薔薇色って何色?――ロト7で人生をやり直すはずが、敏腕弁護士の執着愛に捕まりました――
そこへ扉が開いた。

「何て来た? 端末見せて」

挨拶より先に、暢さんだった。

私はスクリーンショットを開いて渡す。

「これです」

一度確認しただけで、暢さんの眉がわずかに上がった。

「なるほど」

スマートフォンを私へ返す。

「あっちも動き始めたな」

「あっち?」

「張ってた網に、少しずつ掛かり始めてる」

「……網?」

純さんを見る。

愛梨さんを見る。

陸斗さん。

暢さん。

全員、何となく分かっている顔をしている。

私だけ分からない。

しかも。

これ、私の話ですよね?

「ちょっと待ってください。
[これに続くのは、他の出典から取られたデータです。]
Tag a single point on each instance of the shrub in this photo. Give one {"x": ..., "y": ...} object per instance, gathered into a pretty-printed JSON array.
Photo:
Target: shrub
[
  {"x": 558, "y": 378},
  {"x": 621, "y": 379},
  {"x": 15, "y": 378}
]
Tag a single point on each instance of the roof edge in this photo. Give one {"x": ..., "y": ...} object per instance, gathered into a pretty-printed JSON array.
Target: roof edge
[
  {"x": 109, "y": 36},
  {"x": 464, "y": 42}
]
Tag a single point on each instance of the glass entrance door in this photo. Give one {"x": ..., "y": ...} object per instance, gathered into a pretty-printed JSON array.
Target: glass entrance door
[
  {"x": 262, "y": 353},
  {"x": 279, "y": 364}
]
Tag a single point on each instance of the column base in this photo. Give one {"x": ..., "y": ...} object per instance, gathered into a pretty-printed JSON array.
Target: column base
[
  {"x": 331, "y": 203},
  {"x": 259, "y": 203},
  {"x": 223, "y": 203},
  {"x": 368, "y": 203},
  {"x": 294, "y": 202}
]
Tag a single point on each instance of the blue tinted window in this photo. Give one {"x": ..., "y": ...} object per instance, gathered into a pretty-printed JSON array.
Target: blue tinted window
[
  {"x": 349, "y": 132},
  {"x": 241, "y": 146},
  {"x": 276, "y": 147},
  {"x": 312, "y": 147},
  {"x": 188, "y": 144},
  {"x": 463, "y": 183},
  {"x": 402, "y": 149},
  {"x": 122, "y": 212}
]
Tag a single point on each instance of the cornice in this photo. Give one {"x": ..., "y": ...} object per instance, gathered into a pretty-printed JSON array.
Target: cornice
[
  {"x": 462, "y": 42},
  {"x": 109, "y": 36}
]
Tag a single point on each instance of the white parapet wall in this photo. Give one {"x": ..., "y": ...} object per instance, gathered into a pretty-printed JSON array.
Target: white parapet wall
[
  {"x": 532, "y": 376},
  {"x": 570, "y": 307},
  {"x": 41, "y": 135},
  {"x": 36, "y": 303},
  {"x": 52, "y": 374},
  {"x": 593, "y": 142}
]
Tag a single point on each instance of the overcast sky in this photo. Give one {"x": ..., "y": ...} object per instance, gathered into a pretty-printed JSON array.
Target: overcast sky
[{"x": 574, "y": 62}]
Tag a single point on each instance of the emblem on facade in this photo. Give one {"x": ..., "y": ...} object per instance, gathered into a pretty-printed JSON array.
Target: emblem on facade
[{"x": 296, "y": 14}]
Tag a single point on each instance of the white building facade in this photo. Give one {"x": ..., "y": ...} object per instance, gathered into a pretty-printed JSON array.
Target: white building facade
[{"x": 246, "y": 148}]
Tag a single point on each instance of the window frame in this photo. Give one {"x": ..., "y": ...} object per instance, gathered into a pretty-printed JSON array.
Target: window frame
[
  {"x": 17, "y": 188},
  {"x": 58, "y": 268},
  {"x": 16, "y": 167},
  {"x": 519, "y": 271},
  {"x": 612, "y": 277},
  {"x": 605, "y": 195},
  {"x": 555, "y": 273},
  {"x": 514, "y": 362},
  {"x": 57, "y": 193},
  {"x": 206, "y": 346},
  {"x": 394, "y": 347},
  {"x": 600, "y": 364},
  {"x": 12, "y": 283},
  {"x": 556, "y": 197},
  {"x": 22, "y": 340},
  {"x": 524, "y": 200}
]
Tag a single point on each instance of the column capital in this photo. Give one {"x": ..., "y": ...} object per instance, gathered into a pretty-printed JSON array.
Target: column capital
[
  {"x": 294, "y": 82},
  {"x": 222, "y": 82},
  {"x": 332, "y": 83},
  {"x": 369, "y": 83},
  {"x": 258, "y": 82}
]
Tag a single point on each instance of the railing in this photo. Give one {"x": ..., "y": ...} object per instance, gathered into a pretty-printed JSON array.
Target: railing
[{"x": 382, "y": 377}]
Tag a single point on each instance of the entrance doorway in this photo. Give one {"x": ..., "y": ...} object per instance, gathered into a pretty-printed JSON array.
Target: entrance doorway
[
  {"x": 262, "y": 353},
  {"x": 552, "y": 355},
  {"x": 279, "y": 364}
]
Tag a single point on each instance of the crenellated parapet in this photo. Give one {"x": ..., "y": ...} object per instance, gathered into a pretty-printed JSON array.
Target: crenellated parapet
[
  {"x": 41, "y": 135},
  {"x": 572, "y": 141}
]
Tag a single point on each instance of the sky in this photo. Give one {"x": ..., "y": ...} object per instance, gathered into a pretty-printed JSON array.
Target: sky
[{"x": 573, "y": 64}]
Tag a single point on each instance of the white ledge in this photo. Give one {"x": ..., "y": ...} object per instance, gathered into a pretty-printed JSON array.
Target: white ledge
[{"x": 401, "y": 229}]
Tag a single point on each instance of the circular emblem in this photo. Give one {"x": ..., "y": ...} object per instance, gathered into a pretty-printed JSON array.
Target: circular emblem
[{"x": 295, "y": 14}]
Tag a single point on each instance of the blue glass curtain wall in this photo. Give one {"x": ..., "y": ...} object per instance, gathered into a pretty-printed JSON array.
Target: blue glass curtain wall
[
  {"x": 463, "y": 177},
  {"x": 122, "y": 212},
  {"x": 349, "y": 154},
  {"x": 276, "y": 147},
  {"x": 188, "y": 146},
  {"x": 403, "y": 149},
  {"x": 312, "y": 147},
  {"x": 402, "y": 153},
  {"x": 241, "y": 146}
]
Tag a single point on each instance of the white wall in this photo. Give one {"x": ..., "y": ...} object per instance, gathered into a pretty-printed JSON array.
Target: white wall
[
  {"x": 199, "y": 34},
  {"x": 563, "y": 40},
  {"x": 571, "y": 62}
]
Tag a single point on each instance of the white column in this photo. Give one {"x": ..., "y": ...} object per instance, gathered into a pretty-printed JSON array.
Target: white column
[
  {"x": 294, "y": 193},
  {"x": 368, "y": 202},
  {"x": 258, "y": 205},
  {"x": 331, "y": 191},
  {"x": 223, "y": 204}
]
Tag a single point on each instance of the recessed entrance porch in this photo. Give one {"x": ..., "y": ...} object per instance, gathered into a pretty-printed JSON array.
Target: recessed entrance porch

さっきから皆さん何の――」

バーン!

勢いよく事務所の扉が開いた。

……また止まった。

入ってきた人物を見て、今度は私の思考まで止まった。

黒い帽子。

黒いパーカー。

サングラス。

マスク。

しかも真夏。

怪しい。

ものすごく怪しい。

というか、怖い。

その人は肩で息をしながら事務所へ入り、後ろを確認して扉を閉める。

そして、帽子、サングラス、マスクの順に外した。

現れた顔を見た瞬間。

「――っ!」

声が出るより先に、愛梨さんの手が私の口を塞いだ。